Lorsque cette France pour laquelle il s’était battu lui fut enfin rendue, lorsqu’il ne fut plus question de survivre mais de vivre, Daniel Cordier sentit en lui un inépuisable appétit de voyage, de découverte et d’art. Car Jean Moulin lui avait partagé sa passion de la peinture, poussant devant lui les portes de mondes inconnus. Alors, ce qui pendant la guerre avait été son jardin secret devint sa raison de vivre. 

Tous les espoirs et les grands noms de la peinture abstraite se côtoyèrent bientôt dans la galerie qu’il ouvrit à Paris en 1956, puis à Francfort et à New York. En 1964, toutefois, il cessa le commerce d’art pour réinventer sa vie une fois encore. Il voyageait, achetait des œuvres pour son propre compte, organisait des expositions et contribua à la fondation du Centre Pompidou, dont il étoffait les collections par ses conseils et ses dons généreux. 
Mais cette épopée artistique fut interrompue en 1977 lorsque le résistant Henri Frenay publia L’Enigme Jean Moulin, qui laissait entendre que Moulin, malgré son indéniable héroïsme, jouait un double jeu et servait en réalité les communistes. Pour rétablir la vérité, Daniel Cordier se lança dans un travail biographique long de vingt ans et de six volumes.

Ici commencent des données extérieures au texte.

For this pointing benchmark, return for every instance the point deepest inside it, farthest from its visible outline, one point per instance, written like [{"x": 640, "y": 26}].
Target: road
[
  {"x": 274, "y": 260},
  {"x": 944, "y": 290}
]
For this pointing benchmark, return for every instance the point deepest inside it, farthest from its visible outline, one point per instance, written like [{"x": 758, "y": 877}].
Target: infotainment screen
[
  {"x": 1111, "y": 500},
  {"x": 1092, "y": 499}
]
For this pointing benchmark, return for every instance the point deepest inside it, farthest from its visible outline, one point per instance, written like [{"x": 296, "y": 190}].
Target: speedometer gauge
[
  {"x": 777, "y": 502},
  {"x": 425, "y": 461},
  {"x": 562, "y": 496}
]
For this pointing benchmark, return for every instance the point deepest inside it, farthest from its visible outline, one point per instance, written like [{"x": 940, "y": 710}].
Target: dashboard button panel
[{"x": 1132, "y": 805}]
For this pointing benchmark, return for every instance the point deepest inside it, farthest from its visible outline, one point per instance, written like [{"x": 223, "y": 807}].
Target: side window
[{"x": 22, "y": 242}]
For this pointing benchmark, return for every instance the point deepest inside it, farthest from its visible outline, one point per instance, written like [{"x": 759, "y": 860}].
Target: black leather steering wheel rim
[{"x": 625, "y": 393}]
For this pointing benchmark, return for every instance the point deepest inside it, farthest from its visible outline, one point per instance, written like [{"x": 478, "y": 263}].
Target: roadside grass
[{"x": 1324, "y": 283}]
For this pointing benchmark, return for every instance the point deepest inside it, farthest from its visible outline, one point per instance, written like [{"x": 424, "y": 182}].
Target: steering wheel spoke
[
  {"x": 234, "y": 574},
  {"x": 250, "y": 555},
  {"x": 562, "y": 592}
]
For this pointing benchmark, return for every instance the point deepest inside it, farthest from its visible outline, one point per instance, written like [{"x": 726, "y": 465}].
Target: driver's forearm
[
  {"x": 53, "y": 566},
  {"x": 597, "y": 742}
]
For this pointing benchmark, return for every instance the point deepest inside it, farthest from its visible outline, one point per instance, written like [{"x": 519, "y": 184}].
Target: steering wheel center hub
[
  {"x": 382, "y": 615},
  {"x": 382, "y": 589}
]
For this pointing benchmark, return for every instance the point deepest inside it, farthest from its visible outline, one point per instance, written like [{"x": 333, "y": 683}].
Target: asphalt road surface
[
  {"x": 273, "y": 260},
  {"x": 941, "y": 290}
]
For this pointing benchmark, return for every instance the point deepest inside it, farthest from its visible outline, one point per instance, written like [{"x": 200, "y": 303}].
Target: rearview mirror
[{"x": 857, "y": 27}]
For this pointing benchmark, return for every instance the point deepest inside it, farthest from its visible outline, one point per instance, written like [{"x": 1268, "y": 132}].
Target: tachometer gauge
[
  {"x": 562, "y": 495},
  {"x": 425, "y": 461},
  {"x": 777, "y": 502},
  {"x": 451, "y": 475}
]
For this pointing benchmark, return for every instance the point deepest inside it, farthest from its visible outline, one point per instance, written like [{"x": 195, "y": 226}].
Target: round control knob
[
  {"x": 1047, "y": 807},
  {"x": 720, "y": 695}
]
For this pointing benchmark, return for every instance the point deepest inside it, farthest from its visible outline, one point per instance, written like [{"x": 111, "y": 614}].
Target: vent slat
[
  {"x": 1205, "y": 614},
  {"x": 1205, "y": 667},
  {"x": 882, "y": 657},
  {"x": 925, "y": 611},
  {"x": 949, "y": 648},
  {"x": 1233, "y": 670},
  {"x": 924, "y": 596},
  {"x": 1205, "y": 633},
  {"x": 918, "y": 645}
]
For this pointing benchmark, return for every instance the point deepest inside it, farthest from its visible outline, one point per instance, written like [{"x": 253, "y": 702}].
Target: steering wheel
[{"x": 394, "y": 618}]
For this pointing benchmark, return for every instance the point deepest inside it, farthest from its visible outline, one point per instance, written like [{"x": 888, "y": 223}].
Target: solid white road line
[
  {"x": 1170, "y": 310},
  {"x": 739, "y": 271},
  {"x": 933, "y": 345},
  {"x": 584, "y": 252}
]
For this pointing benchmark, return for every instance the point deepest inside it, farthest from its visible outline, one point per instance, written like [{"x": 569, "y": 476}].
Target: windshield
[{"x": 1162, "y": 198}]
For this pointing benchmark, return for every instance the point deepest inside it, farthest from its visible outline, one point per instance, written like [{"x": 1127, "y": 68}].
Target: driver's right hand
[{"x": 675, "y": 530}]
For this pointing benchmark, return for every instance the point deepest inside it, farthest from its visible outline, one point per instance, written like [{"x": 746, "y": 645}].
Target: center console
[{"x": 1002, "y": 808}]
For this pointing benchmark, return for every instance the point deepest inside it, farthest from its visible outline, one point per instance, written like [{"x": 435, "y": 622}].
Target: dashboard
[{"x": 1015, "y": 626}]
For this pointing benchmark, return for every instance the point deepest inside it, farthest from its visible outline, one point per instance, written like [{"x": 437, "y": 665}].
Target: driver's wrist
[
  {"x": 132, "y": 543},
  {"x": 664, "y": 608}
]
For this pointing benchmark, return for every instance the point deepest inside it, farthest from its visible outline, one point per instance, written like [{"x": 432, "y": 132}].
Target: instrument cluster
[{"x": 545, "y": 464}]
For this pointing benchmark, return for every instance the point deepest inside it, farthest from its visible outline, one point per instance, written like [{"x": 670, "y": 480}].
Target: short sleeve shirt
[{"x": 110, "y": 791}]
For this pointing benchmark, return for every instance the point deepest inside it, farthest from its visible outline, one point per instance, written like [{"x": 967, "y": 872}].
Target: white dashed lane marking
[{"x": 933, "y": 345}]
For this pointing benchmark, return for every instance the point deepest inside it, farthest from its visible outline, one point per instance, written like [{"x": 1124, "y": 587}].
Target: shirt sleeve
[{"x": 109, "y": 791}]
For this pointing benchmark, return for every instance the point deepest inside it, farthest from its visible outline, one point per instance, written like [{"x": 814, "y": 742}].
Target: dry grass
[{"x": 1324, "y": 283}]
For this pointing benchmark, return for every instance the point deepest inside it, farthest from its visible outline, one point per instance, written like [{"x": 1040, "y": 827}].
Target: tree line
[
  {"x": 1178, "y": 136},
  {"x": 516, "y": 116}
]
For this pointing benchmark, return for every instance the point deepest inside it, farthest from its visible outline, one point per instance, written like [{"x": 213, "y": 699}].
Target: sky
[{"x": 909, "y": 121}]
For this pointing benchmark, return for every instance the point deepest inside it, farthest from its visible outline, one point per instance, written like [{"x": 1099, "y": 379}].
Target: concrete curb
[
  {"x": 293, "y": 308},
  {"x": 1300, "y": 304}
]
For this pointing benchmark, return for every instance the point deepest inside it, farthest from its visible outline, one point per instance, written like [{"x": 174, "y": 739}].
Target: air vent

Mu par un nouvel amour, celui de l’histoire, Cordier prouva alors qu’il était la mémoire même de la France Libre. Mieux que tous les autres, il connaissait chaque date, se rappelait chaque fait. Ce qui renaissait sous sa plume, ce n’était pas seulement la grandeur de Jean Moulin, c’était aussi tous ces héros anonymes, les mille risques qu’ils prenaient chaque jour pour faire vivre une certaine idée de la France qu’ils avaient en partage. Quitte à priver la légende de ses aspects les plus romanesques, il a souligné la difficulté des jours et des nuits de la Résistance, les tensions, les errements et les erreurs, les espoirs souvent déçus mais jamais taris, cet optimisme fou enfin, ancré dans une foi absolue en la France. 

Daniel Cordier se livra ensuite à un exercice plus personnel encore en rédigeant ses propres mémoires de guerre, Alias Caracalla : une fresque de 900 pages dans laquelle il ravivait ses souvenirs avec une précision et une justesse frappantes, de son ralliement à la Résistance jusqu’à la mort de Moulin.

Aujourd’hui les ombres glorieuses de la France Libre, « l’humble garde solennelle » qu’évoquait Malraux lors de son hommage à Jean Moulin en 1964, semblent lui faire escorte. Le Président de la République s’incline avec respect, émotion et affection, devant la mémoire de cet homme dont la vie entière aura conjugué l’amour de la France et la passion de la liberté, le goût du beau et le souci du vrai.